Car lutter contre le choléra, ce n'est pas seulement interrompre une
chaîne de transmission : c'est construire un système de santé plus équitable,
plus résilient et mieux préparé aux défis sanitaires de demain.
LES PREMIERS RÉSULTATS
APPARAISSENT
ENCOURAGEANTS.
Entre le 31 mai et le 14 juin 2026, alors que le nombre de cas est
passé de 259 à 316 dans la Likouala, le nombre de décès n'a augmenté que de
trois cas, entraînant une diminution du taux de létalité de 11,2% à 10,1%. Dans
le district sanitaire d'Impfondo, aucun décès n'a été enregistré parmi les
nouveaux cas notifiés durant cette période, ce qui suggère qu'une prise en
charge plus précoce permet de réduire significativement la mortalité liée au choléra.
En parallèle, l'OMS a assuré l'approvisionnement régulier des structures
sanitaires en médicaments, équipements médicaux et consommables indispensables
à la prise en charge des patients.
AU-DELÀ DE
L'URGENCE, RENFORCER DURABLEMENT LE SYSTÈME DE SANTÉ
Cette crise rappelle que le choléra n'est pas seulement une
maladie infectieuse. Il est également le symptôme de profondes inégalités sociales
et territoriales.
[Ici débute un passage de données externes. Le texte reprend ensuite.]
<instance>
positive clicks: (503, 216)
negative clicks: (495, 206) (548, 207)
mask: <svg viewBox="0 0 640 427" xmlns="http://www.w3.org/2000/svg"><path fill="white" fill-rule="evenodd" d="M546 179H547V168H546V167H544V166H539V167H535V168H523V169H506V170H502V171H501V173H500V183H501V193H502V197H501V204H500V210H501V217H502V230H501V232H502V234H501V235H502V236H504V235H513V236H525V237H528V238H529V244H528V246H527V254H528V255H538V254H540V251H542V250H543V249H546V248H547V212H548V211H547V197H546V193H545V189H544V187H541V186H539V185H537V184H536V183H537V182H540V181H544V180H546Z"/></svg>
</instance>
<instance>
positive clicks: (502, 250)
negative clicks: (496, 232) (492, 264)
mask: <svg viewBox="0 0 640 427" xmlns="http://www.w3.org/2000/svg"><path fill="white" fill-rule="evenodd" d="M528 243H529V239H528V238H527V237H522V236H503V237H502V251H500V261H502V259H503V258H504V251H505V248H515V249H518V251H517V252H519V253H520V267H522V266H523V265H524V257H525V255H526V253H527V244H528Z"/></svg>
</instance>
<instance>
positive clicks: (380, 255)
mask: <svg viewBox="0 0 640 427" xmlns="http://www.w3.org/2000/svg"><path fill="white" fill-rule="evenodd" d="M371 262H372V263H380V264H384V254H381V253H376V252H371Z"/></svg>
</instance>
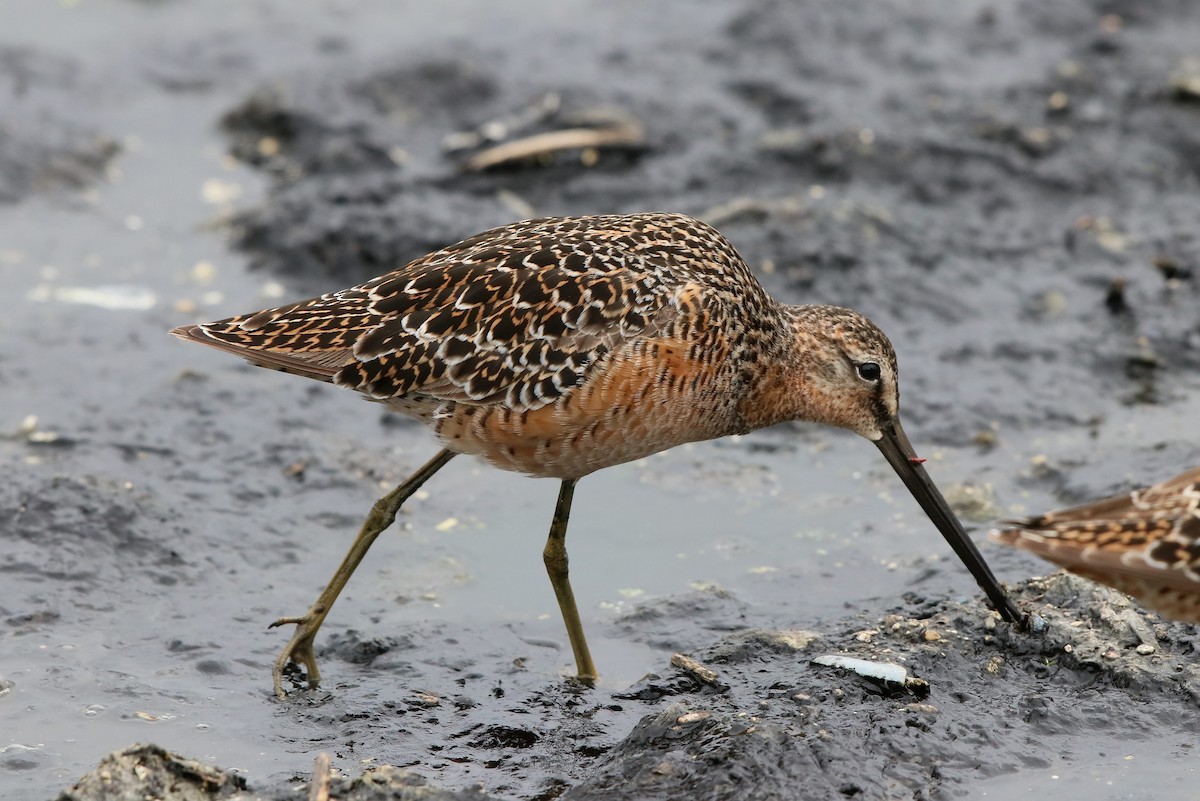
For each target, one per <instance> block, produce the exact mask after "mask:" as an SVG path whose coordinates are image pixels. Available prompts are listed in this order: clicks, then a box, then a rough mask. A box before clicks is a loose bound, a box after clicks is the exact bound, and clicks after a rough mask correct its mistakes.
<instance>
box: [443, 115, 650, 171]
mask: <svg viewBox="0 0 1200 801" xmlns="http://www.w3.org/2000/svg"><path fill="white" fill-rule="evenodd" d="M644 143H646V132H644V130H643V128H642V126H641V124H638V122H636V121H634V120H623V121H619V122H614V124H611V125H607V126H602V127H595V128H564V130H562V131H548V132H546V133H535V134H533V135H529V137H524V138H522V139H515V140H514V141H505V143H504V144H499V145H494V146H492V147H487V149H486V150H481V151H479V152H478V153H475V155H474V156H472V157H470V158H468V159H467V161H464V162H463V164H462V169H463V170H464V171H469V173H479V171H482V170H486V169H491V168H493V167H498V165H500V164H505V163H509V162H516V161H524V159H527V158H536V157H539V156H547V155H551V153H554V152H558V151H562V150H583V151H587V150H595V149H599V147H636V146H640V145H643V144H644Z"/></svg>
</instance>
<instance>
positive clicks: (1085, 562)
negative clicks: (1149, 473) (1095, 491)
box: [992, 468, 1200, 622]
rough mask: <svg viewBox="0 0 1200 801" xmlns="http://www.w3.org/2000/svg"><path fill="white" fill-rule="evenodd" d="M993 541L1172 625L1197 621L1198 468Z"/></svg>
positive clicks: (1069, 510) (1052, 514) (1198, 602)
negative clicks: (1155, 612) (1124, 595)
mask: <svg viewBox="0 0 1200 801" xmlns="http://www.w3.org/2000/svg"><path fill="white" fill-rule="evenodd" d="M1010 523H1012V525H1014V526H1015V528H1012V529H1007V530H1004V531H997V532H994V534H992V538H994V540H996V541H997V542H1002V543H1004V544H1007V546H1014V547H1016V548H1025V549H1026V550H1031V552H1033V553H1036V554H1037V555H1038V556H1042V558H1043V559H1049V560H1050V561H1052V562H1054V564H1056V565H1058V566H1061V567H1066V568H1067V570H1069V571H1070V572H1073V573H1079V574H1080V576H1082V577H1085V578H1090V579H1092V580H1093V582H1100V583H1102V584H1108V585H1109V586H1112V588H1116V589H1117V590H1121V591H1122V592H1124V594H1126V595H1129V596H1133V597H1134V598H1136V600H1138V601H1139V602H1140V603H1141V604H1144V606H1146V607H1148V608H1151V609H1156V610H1158V612H1160V613H1163V614H1164V615H1165V616H1168V618H1174V619H1176V620H1186V621H1190V622H1200V468H1193V469H1192V470H1188V471H1187V472H1183V474H1181V475H1178V476H1175V477H1174V478H1169V480H1166V481H1164V482H1163V483H1160V484H1154V486H1153V487H1150V488H1147V489H1136V490H1134V492H1130V493H1124V494H1122V495H1115V496H1112V498H1106V499H1104V500H1099V501H1094V502H1091V504H1084V505H1082V506H1075V507H1072V508H1067V510H1062V511H1058V512H1050V513H1048V514H1042V516H1039V517H1032V518H1028V519H1024V520H1010Z"/></svg>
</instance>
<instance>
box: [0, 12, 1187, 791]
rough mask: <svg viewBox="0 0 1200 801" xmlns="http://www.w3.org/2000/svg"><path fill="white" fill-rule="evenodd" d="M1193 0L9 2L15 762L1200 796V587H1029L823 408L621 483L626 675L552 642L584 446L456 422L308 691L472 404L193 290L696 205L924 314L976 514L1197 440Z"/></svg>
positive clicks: (32, 772) (774, 784)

Chaque flambée épidémique révèle les mêmes faiblesses : accès
insuffisant à l'eau potable, réseaux d'assainissement déficients, infrastructures
sanitaires limitées et difficultés d'accès aux soins dans les zones rurales,
insulaires et forestières.
Les mesures d'urgence : centres de traitement, désinfection des
points d'eau, surveillance épidémiologique, campagnes de sensibilisation et
distribution de matériel de prévention, demeurent indispensables. Elles ne
pourront toutefois produire des effets durables sans investissements massifs
dans les infrastructures hydrauliques, l'assainissement, les ressources
humaines en santé et les systèmes de surveillance.
FAIRE DU CHOLÉRA UN CATALYSEUR DES RÉFORMES
L'épidémie actuelle constitue un véritable test pour la politique
de santé publique de la République du Congo. Chaque forage d'eau potable,
chaque centre de santé renforcé, chaque agent communautaire formé et chaque
campagne de sensibilisation représentent un investissement dans la sécurité
sanitaire nationale. Le choléra n'est pas une fatalité.
Il demeure le révélateur d'inégalités persistantes, mais peut
aussi devenir un levier de transformation. Faire de cette crise une opportunité
suppose d'investir durablement dans la prévention, d'améliorer l'accès universel
à l'eau potable et à l'assainissement, de renforcer les capacités de réponse
aux urgences sanitaires et de rapprocher les services de santé des populations les
plus isolées. Car lutter contre le choléra, ce n'est pas seulement interrompre une
chaîne de transmission : c'est construire un système de santé plus équitable,
plus résilient et mieux préparé aux défis sanitaires de demain.